New Orleans The ACORN Executive Board meets in New Orleans every January and was adamant that they were going to be meeting in the city this year to re-open the office and try to snub their nose at Katrina. The office looked good physically. The construction and rehab on the building had come in well and on-time. The 1st floor had a semblance of order after its fashion. The 2nd floor was still a work in progress. The Board walked out in the sunshine over what was a backyard during their last visit and now was a cleared construction site for what would eventually become their new headquarters over the next year.

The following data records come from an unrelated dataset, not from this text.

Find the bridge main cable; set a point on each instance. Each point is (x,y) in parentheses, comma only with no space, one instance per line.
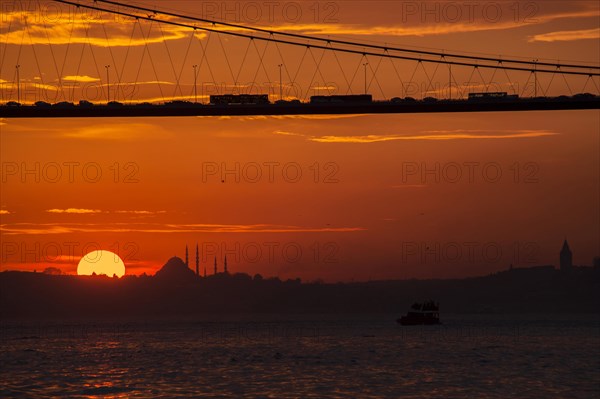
(328,47)
(349,43)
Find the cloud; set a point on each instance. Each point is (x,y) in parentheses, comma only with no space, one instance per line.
(435,135)
(567,35)
(143,213)
(84,78)
(128,131)
(156,228)
(74,210)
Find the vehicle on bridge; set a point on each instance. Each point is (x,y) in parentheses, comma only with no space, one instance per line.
(493,96)
(342,99)
(227,99)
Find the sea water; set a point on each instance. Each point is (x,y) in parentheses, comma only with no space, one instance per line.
(304,357)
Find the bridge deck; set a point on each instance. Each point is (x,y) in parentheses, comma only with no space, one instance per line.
(292,109)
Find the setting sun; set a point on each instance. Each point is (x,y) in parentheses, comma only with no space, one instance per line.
(101,262)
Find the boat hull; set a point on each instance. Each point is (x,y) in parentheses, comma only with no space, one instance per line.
(409,321)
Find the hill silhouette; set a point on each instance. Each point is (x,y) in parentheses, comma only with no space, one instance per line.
(176,291)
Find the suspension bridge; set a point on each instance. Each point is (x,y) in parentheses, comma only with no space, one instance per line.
(108,58)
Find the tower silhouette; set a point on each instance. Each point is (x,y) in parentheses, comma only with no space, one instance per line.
(197,261)
(566,257)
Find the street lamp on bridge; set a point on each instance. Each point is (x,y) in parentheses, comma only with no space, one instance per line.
(18,67)
(195,84)
(365,65)
(107,83)
(280,83)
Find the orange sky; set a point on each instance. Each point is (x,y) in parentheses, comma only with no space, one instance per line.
(367,214)
(62,52)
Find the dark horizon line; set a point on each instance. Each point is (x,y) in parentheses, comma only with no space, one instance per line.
(538,268)
(187,108)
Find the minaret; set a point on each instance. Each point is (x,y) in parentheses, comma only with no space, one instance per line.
(197,261)
(566,257)
(187,264)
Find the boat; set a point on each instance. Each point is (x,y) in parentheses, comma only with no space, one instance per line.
(425,313)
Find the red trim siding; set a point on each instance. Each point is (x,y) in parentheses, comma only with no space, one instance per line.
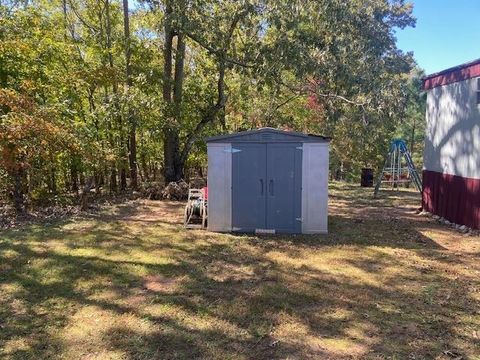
(449,76)
(452,197)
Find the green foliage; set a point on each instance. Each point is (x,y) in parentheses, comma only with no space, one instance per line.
(319,66)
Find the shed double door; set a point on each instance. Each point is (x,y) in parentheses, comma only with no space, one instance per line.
(266,187)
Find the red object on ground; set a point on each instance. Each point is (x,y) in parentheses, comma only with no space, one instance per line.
(452,75)
(452,197)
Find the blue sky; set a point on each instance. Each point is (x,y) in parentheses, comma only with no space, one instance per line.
(447,33)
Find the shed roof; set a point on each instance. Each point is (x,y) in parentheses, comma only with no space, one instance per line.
(267,134)
(457,73)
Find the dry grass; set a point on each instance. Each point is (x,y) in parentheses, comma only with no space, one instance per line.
(131,283)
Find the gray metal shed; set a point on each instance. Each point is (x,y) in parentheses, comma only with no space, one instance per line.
(268,180)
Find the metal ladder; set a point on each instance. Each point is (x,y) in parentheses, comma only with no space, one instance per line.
(393,167)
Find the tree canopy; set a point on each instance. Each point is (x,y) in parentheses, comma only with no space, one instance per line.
(112,94)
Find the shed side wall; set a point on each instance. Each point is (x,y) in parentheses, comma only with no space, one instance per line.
(315,188)
(219,187)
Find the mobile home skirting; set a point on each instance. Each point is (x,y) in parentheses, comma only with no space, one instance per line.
(452,197)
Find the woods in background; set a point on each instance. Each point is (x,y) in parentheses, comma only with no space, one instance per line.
(109,95)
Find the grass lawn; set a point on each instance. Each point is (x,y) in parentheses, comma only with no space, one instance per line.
(131,283)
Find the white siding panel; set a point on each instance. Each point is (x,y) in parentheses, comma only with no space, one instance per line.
(452,140)
(315,188)
(219,187)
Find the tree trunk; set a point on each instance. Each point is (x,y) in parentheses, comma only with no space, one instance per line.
(74,175)
(131,120)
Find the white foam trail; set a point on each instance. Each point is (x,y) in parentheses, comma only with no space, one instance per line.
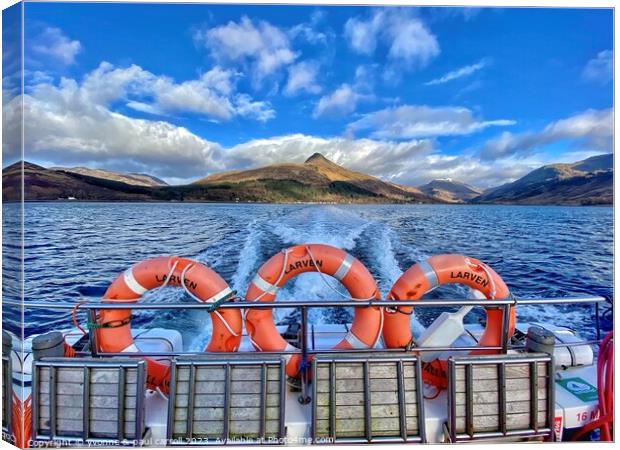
(321,225)
(388,269)
(248,258)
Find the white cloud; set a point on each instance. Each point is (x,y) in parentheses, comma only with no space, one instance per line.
(413,162)
(302,78)
(75,123)
(213,95)
(591,129)
(64,127)
(263,46)
(405,37)
(458,73)
(378,158)
(340,102)
(51,43)
(258,110)
(416,121)
(601,68)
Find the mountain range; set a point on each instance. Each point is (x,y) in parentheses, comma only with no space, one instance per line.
(318,179)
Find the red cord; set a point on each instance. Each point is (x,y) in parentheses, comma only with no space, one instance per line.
(604,379)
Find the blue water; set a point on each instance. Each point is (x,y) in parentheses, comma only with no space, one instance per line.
(74,250)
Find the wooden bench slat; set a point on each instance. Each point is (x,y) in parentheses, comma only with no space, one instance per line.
(236,387)
(492,408)
(491,423)
(514,384)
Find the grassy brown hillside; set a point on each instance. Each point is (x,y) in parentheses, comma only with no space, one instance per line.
(45,184)
(450,191)
(137,179)
(317,179)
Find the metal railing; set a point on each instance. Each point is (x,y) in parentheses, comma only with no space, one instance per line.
(534,430)
(404,435)
(7,394)
(303,305)
(54,365)
(188,438)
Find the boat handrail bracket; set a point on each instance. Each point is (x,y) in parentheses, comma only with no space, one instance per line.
(504,397)
(89,401)
(219,401)
(367,398)
(7,394)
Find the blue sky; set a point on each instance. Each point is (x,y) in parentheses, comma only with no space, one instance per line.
(407,94)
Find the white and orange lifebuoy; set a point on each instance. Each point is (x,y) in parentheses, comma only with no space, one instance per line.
(328,260)
(113,325)
(436,271)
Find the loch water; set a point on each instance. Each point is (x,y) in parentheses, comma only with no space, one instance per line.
(73,250)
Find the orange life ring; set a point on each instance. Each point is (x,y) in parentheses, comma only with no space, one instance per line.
(113,329)
(366,327)
(436,271)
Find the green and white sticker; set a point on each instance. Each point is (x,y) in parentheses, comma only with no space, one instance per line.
(580,388)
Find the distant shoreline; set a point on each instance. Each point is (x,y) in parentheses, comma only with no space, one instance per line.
(606,205)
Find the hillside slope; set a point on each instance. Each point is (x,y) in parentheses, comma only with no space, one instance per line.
(587,182)
(136,179)
(45,184)
(450,191)
(317,179)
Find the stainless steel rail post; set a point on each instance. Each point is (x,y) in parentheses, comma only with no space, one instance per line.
(304,398)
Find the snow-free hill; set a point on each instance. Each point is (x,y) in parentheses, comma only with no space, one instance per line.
(587,182)
(317,179)
(136,179)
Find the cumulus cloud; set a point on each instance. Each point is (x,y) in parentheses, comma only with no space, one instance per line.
(458,73)
(53,45)
(416,121)
(75,122)
(344,100)
(213,95)
(601,68)
(413,162)
(63,127)
(341,102)
(592,129)
(405,38)
(262,46)
(379,158)
(302,78)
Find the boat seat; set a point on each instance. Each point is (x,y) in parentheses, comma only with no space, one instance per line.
(507,396)
(78,400)
(7,393)
(367,398)
(227,398)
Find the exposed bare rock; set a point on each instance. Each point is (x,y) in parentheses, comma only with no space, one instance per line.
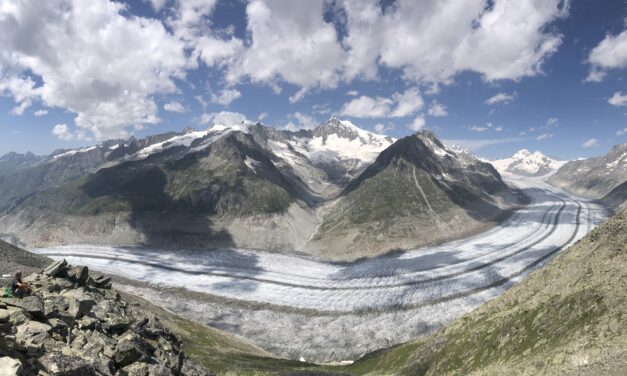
(69,327)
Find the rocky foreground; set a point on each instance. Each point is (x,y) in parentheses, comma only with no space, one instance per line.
(75,324)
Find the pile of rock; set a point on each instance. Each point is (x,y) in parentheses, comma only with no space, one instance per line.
(75,324)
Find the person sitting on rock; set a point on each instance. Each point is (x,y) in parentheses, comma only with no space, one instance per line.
(18,287)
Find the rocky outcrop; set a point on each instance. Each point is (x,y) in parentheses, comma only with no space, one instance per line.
(73,323)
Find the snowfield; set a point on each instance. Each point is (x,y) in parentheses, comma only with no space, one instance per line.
(297,306)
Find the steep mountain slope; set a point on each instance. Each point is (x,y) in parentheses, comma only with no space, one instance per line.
(416,192)
(220,194)
(526,163)
(253,186)
(593,177)
(22,175)
(568,318)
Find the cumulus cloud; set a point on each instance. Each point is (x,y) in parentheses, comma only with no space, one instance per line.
(418,123)
(618,99)
(475,145)
(610,53)
(503,40)
(551,121)
(63,132)
(225,97)
(174,106)
(476,128)
(367,107)
(437,110)
(503,98)
(227,118)
(299,120)
(278,29)
(407,103)
(591,143)
(400,105)
(81,53)
(544,136)
(383,128)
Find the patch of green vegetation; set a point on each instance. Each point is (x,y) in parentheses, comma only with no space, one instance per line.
(390,194)
(224,354)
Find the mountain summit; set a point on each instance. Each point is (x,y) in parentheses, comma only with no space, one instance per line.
(526,163)
(416,192)
(336,190)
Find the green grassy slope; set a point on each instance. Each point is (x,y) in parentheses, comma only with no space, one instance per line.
(566,318)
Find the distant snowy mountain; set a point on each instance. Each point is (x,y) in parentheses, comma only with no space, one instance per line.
(526,163)
(594,177)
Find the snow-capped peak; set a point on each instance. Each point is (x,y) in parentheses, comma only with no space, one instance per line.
(527,163)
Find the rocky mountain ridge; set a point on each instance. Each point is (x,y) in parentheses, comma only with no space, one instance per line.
(526,163)
(593,177)
(243,185)
(75,324)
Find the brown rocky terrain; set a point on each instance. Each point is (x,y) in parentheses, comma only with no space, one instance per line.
(75,324)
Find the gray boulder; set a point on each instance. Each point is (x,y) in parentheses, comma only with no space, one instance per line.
(80,302)
(57,363)
(55,268)
(78,274)
(10,366)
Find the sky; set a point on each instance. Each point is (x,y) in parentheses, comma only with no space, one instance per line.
(492,75)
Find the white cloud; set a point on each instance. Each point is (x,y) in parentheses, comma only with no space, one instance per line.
(301,121)
(407,103)
(157,5)
(400,105)
(367,107)
(544,136)
(63,132)
(618,99)
(418,123)
(503,98)
(227,118)
(476,128)
(278,29)
(610,53)
(383,128)
(551,121)
(591,143)
(225,97)
(82,53)
(475,145)
(508,40)
(437,109)
(174,106)
(322,109)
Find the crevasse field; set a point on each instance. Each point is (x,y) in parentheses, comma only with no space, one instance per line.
(308,309)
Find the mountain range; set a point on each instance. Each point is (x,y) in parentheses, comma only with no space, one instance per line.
(603,177)
(335,190)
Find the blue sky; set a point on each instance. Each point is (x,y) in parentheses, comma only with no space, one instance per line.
(496,76)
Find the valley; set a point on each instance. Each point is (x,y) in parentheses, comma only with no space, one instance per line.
(303,307)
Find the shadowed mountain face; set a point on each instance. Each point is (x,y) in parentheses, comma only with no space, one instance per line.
(593,177)
(567,318)
(254,186)
(416,192)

The progress they saw in our building was not matched by the depression they felt as they drove through the neighborhoods. This is becoming a familiar reaction from visitors. Four months and counting, they are surprised at how bad it all is and how little has been done.
Maude Hurd, ACORN’s national president, was the first out of the truck to greet Beulah Laboistrie, Louisiana ACORN’s venerable leader from New Orleans, as people gathered around with Mrs. Ord, the ACORN member whose house would be the 200th property cleaned out over since mid-December in the ACORN Clean-out and Demonstration project. Our crew of Latina, Vietnamese, and African-American workers was sheathed in their tyvek suits with breathing respirators. We have several crews working daily now, so this was old hat. Students from Sarah Lawrence College with their professors, led by Dean Hubbard, were part of the mix — they had been helping on other houses over their winter break. Other students from Cornell were working with another crew elsewhere in the upper 9th ward, while the Board was here.
There are perhaps 100,000 houses in this condition. ACORN has been focusing on four of the hardest hit and endangered areas, the 9th Ward, Gentilly, New Orleans East, and Hollygrove-Upper Carrollton. ACORN is trying to do up to 2000 houses and cluster them wherever possible to first save the house, and then set the table for rebuilding in these areas.
Every day there is a line of people now at the office begging for the help.
It’s a bet we are making for the future, but we’re trying to lower some very long odds.